Catástrofe humanitária e fome extrema afetam mulheres e crianças no Sudão


Após 18 meses de cerco em El Fasher, no Norte de Darfur, a insegurança extrema e as violações generalizadas dos direitos humanos, incluindo assassinatos em massa e violência sexual, estão a forçar dezenas de milhares de famílias a fugir, muitas delas sem acesso a água, alimentos ou cuidados médicos.
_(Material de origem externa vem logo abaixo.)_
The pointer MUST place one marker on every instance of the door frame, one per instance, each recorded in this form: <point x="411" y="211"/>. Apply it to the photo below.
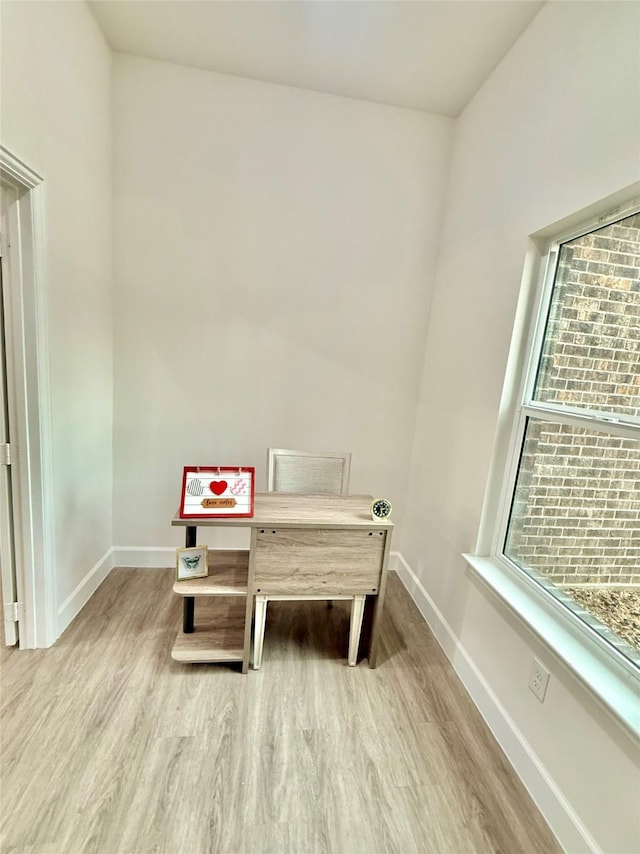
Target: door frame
<point x="30" y="408"/>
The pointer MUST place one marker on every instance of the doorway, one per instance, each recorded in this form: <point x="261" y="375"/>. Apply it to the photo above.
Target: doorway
<point x="8" y="580"/>
<point x="27" y="563"/>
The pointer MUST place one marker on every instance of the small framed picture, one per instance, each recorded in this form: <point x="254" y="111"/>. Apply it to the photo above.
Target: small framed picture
<point x="191" y="563"/>
<point x="217" y="491"/>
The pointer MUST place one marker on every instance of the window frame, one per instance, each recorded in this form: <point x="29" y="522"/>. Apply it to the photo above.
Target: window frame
<point x="612" y="677"/>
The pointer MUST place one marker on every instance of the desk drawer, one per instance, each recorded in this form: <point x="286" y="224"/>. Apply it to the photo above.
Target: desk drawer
<point x="300" y="561"/>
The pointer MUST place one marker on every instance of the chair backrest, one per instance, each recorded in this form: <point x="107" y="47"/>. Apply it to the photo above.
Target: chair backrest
<point x="307" y="472"/>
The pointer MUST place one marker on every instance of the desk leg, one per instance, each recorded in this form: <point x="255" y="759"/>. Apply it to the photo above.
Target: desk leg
<point x="188" y="606"/>
<point x="357" y="611"/>
<point x="188" y="610"/>
<point x="260" y="620"/>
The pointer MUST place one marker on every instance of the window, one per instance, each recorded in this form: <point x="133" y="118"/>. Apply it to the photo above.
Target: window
<point x="571" y="509"/>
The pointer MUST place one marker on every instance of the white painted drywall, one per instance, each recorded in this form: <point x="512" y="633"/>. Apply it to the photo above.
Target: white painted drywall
<point x="274" y="255"/>
<point x="554" y="129"/>
<point x="56" y="117"/>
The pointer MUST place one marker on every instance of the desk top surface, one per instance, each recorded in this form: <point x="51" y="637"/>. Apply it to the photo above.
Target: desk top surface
<point x="299" y="511"/>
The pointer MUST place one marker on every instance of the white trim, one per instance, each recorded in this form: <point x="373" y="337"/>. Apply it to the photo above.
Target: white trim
<point x="144" y="557"/>
<point x="611" y="681"/>
<point x="552" y="803"/>
<point x="76" y="601"/>
<point x="37" y="571"/>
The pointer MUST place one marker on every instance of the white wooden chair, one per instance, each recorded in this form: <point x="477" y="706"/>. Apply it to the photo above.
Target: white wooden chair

Ao mesmo tempo, a ONU Mulheres revela que quase 11 milhões de mulheres e meninas estão em situação de insegurança alimentar aguda, com a fome e a violência a afetarem de forma desproporcional as mulheres em todo o país.

Deslocamento em massa e colapso da ajuda humanitária

Amy Pope, diretora-geral da Organização Internacional para Migrações, OIM, afirmou durante visita ao Sudão que sem acesso seguro e financiamento urgente, as operações humanitárias podem colapsar exatamente quando as comunidades mais precisam de ajuda.

Nos últimos 15 dias, cerca de 90 mil pessoas foram deslocadas devido a intensos ataques e combates em El Fasher. Dezenas de milhares continuam presas dentro da cidade, onde hospitais, mercados e sistemas de abastecimento de água entraram em colapso, levando a condições semelhantes à fome.

A violência alastrou também a outras regiões: entre 26 de outubro e 9 de novembro, quase 39 mil pessoas fugiram de combates no Norte de Kordofan, muitas percorrendo longas distâncias a pé, dormindo ao relento e sem acesso a alimentos.

Pessoas que fugiram de El Fasher, em Darfur, recebem ajuda em Tawila, no norte de Darfur

Pessoas que fugiram de El Fasher, em Darfur, recebem ajuda em Tawila, no norte de Darfur

Emergência

A OIM alerta que as operações humanitárias estão à beira da rutura, com armazéns quase vazios e comboios de ajuda bloqueados por falta de segurança. Ainda assim, a agência mantém operações de emergência, incluindo o envio de um comboio de Porto Sudão com abrigo e bens essenciais para 7.500 pessoas deslocadas em Tawila, além de projetos que garantem acesso a água, saneamento e serviços de saúde a 60 mil pessoas no Darfur.

Pope reforça que “o mundo deve agir agora para evitar uma catástrofe ainda maior” apelando a um aumento imediato do financiamento e ao acesso humanitário seguro.

As primeiras vítimas da fome e da violência

De Genebra, Anna Mutavati, diretora regional da ONU Mulheres para a África Oriental e Austral, sublinhou que a fome no Sudão tem rosto feminino.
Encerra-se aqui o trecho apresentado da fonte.